Новиков не удержался и счастливо улыбнулся. В «Вестнике» за подписью «Приезжий учитель» было напечатано письмо редактору. Пальцем показав на подпись, Новиков сказал: «Это я буду, Илья Николаевич». Как ни устал Ульянов, как ни просились глаза и мозг его к покою, к немедленному сну, он сделал над собой усилие и внимательно прочитал письмо. Это была грубая критика отдела школьных пособий, выставленного военными учебными заведениями на хорах Манежа, где сам он проводил почти целиком вторую половину дня. Наглядные школьные пособия назывались в ней почему-то «детскими игрушками». В самом начале знающе упоминались фамилии: господин Чернохвостов, господин Каховский.
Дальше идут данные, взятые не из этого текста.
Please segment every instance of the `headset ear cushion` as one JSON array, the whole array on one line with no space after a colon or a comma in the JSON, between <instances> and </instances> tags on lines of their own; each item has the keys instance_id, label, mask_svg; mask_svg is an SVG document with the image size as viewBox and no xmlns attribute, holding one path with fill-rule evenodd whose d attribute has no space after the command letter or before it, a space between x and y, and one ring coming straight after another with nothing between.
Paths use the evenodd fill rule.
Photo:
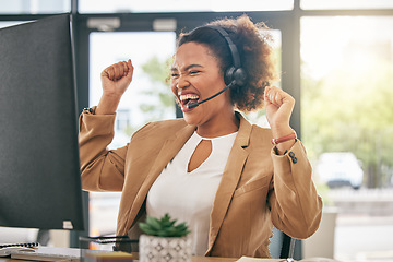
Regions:
<instances>
[{"instance_id":1,"label":"headset ear cushion","mask_svg":"<svg viewBox=\"0 0 393 262\"><path fill-rule=\"evenodd\" d=\"M224 73L224 82L226 85L229 85L234 81L234 72L235 68L230 67L228 68Z\"/></svg>"},{"instance_id":2,"label":"headset ear cushion","mask_svg":"<svg viewBox=\"0 0 393 262\"><path fill-rule=\"evenodd\" d=\"M246 84L247 74L242 68L236 69L230 67L225 71L224 81L226 85L229 85L235 81L236 86L243 86Z\"/></svg>"},{"instance_id":3,"label":"headset ear cushion","mask_svg":"<svg viewBox=\"0 0 393 262\"><path fill-rule=\"evenodd\" d=\"M233 75L236 85L243 86L246 85L247 74L242 68L238 68L235 70Z\"/></svg>"}]
</instances>

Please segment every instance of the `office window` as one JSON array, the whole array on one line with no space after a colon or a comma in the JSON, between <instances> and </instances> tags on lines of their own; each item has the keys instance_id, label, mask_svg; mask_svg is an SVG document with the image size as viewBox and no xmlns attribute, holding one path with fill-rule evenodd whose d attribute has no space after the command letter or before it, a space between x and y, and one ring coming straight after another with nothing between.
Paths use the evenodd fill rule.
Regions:
<instances>
[{"instance_id":1,"label":"office window","mask_svg":"<svg viewBox=\"0 0 393 262\"><path fill-rule=\"evenodd\" d=\"M300 0L305 10L391 9L392 0Z\"/></svg>"},{"instance_id":2,"label":"office window","mask_svg":"<svg viewBox=\"0 0 393 262\"><path fill-rule=\"evenodd\" d=\"M71 11L71 0L0 0L0 14L45 14Z\"/></svg>"},{"instance_id":3,"label":"office window","mask_svg":"<svg viewBox=\"0 0 393 262\"><path fill-rule=\"evenodd\" d=\"M334 255L390 261L393 17L302 17L301 60L302 142L337 212Z\"/></svg>"},{"instance_id":4,"label":"office window","mask_svg":"<svg viewBox=\"0 0 393 262\"><path fill-rule=\"evenodd\" d=\"M261 32L261 34L263 34L263 32ZM282 32L278 31L278 29L270 29L269 34L271 34L271 36L272 36L272 41L270 44L273 47L273 52L274 52L273 59L275 60L276 70L278 72L277 81L275 83L271 83L271 84L282 88L282 83L281 83L281 74L282 74ZM260 126L262 128L269 128L270 127L264 109L249 112L249 114L245 115L245 117L251 123L255 123L255 124L258 124L258 126Z\"/></svg>"},{"instance_id":5,"label":"office window","mask_svg":"<svg viewBox=\"0 0 393 262\"><path fill-rule=\"evenodd\" d=\"M110 4L106 0L80 0L81 13L148 13L148 12L225 12L225 11L267 11L291 10L294 0L147 0L127 1L114 0Z\"/></svg>"},{"instance_id":6,"label":"office window","mask_svg":"<svg viewBox=\"0 0 393 262\"><path fill-rule=\"evenodd\" d=\"M124 146L132 133L150 121L175 119L175 98L166 82L175 52L174 32L106 32L90 35L90 105L102 95L100 72L112 63L131 59L133 80L124 93L115 121L109 148ZM168 70L166 70L168 69ZM92 236L114 234L120 193L90 193Z\"/></svg>"}]
</instances>

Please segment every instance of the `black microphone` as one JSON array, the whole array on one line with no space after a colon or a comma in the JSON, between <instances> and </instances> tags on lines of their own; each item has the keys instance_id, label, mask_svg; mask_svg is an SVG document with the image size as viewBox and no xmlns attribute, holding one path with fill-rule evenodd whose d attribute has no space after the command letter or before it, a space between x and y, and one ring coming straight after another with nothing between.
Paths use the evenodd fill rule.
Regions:
<instances>
[{"instance_id":1,"label":"black microphone","mask_svg":"<svg viewBox=\"0 0 393 262\"><path fill-rule=\"evenodd\" d=\"M190 103L187 105L187 108L188 109L191 109L191 108L194 108L194 107L198 107L199 105L201 105L202 103L205 103L205 102L209 102L210 99L213 99L214 97L216 97L217 95L224 93L227 88L230 88L235 85L235 81L230 82L230 84L228 84L227 86L225 86L223 90L221 90L219 92L217 92L216 94L207 97L206 99L203 99L201 102L194 102L194 103Z\"/></svg>"}]
</instances>

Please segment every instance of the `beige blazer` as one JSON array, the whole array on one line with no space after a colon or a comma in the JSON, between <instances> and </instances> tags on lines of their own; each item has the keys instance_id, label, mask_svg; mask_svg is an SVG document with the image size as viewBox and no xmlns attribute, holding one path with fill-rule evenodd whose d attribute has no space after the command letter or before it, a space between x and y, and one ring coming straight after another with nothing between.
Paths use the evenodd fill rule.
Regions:
<instances>
[{"instance_id":1,"label":"beige blazer","mask_svg":"<svg viewBox=\"0 0 393 262\"><path fill-rule=\"evenodd\" d=\"M319 226L322 201L301 142L278 156L270 129L237 116L239 132L214 200L205 255L269 258L273 224L291 237L307 238ZM127 235L145 213L151 186L195 127L182 119L148 123L124 147L107 151L114 121L115 115L81 115L82 184L91 191L122 191L117 235Z\"/></svg>"}]
</instances>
В течение четырех дней, писал «приезжий учитель», никто не мог разгадать целей и сути выставленного и спросить было не у кого, так как Чернохвостов отсутствовал, а Каховский уехал. Никто не заглядывает на хоры, никто ничего не объясняет из выставленного военно-учебными заведениями. «Многие учители, приехавшие на педагогические курсы с разных сторон России, очень желают подробно познакомиться с выставленными в военном отделе Выставки предметами, но, к сожалению, никто не помогает. Поверхностные объяснения, которые теперь делаются, явно недостаточны. Пользы от них нет. Нам, учителям, желательно, чтоб подробно, хоть по частям объясняли, иначе труды по выставленью многих и многих предметов напрасны». И дальше шло уже совсем другим языком, словно автора подменили: «При той системе расстановки предметов, которая принята учебным отделом (если только принятое расположение предметов можно назвать системою) без толкового указателя — изучение выставленного положительно невозможно. Впрочем, все сказанное относится к числу предметов, выставленных на хорах и в Манеже; что касается предметов, расположенных в образцовом училище „павильон № 12“ от Министерства просвещения, всякий любознательный человек может узнать все с мельчайшей подробностью от экспонентов».